La poursuite de la croissance économique canadienne (+4,0% en 1987) et de la
baisse du taux de chômage - en deçà de 8% au printemps 1988, soit l'une des meilleures performances
d'Occident - à laquelle il faut ajouter le redressement du dollar canadien (de 74 à 80 cents américains)
n'a provoqué qu'une modeste remontée du Parti progressiste-conservateur dans les sondages.
Celui-ci
doit disputer la seconde place au Nouveau parti démocratique (NPD) d'Ed Broadbent, plusieurs points
derrière le Parti libéral de John Turner, qui se maintient en tête en dépit de l'impopularité personnelle de
son chef, hésitant et velléitaire.
Bon premier dans les sondages, le Parti libéral s'est néanmoins
entredéchiré sur la place publique.
La nécessité de contenir le déficit du gouvernement central, ramené en 1987-1988 à 5,5% du produit
national - un niveau jugé encore trop élevé par les milieux économiques -, interdit la mise sur pied de
programmes coûteux destinés à séduire l'électorat.

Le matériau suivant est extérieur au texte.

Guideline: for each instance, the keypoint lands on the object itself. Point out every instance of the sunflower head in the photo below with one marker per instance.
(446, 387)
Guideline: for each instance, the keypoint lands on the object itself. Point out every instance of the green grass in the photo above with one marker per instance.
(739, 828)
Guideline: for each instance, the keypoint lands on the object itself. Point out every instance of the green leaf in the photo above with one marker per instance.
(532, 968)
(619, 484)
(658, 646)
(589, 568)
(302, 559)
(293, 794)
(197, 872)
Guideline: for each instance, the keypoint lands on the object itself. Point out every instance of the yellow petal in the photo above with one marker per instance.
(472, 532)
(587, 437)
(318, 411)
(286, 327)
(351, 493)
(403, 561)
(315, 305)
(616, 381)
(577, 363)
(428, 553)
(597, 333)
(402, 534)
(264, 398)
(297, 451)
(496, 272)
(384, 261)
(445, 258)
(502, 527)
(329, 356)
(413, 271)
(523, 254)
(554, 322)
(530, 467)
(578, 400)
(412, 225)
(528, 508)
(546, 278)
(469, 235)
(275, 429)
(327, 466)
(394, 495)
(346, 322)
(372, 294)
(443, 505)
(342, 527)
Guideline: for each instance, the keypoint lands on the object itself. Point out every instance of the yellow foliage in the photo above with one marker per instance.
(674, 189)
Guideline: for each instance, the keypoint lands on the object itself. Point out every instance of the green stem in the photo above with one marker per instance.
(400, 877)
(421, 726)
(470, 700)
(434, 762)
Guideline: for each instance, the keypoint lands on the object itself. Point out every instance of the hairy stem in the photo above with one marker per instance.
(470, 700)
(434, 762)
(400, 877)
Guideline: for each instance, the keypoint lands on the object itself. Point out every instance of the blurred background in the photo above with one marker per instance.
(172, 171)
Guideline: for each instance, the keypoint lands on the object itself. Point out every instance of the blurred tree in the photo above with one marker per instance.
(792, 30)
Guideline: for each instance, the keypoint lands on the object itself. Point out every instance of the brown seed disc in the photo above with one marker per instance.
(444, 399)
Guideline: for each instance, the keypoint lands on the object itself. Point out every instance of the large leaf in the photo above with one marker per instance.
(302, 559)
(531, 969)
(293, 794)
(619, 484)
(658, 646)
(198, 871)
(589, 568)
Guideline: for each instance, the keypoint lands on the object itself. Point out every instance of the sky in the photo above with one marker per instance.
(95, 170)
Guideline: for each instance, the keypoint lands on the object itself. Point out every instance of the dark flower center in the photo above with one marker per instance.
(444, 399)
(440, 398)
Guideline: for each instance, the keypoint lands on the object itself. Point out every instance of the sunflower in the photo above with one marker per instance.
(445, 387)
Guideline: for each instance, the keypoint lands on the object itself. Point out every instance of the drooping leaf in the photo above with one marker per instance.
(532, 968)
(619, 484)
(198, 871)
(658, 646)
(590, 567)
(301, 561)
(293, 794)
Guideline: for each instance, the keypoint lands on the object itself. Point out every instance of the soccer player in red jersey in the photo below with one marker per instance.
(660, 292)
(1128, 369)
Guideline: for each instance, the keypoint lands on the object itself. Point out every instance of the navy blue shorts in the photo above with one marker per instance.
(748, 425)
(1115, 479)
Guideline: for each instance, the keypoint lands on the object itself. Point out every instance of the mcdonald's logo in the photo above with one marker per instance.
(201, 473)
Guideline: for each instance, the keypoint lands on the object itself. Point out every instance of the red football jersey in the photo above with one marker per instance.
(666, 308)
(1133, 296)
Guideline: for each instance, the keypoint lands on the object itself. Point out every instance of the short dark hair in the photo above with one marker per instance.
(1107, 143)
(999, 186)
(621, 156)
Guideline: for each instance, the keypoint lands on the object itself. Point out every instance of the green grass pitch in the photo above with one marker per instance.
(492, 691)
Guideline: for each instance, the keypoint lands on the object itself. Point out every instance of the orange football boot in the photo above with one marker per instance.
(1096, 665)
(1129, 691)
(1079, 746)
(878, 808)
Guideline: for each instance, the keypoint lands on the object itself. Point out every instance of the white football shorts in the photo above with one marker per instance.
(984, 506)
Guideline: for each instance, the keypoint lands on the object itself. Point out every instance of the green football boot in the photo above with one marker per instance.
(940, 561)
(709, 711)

Il est vrai que le premier volet de la réforme fiscale,
celui qui déplace une partie de la charge des particuliers vers les entreprises, est entré en vigueur.
Le
second volet prévoit l'introduction d'une taxe à la valeur ajoutée (TVA) sur la plupart des biens de
consommation ; il a été reporté au-delà des élections législatives prévues pour le premier semestre de
1989.
Adhésion du Québec à la Constitution
Cette étroite marge de manoeuvre a donc obligé le gouvernement à tout miser sur deux dossiers aussi
fondamentaux que controversés, l'accord du lac Meech et celui de libre-échange avec les États-Unis.
Le
premier concerne la nouvelle entente constitutionnelle, signée par le gouvernement central et les dix
provinces canadiennes en juin 1987.
Il permet l'adhésion du Québec à la Constitution canadienne.
On sait
que le Québec avait catégoriquement refusé de signer l'Acte constitutionnel de 1982.
Pour avoir force de
loi, la nouvelle entente doit être ratifiée par les onze parlements canadiens avant le 23 juin 1990.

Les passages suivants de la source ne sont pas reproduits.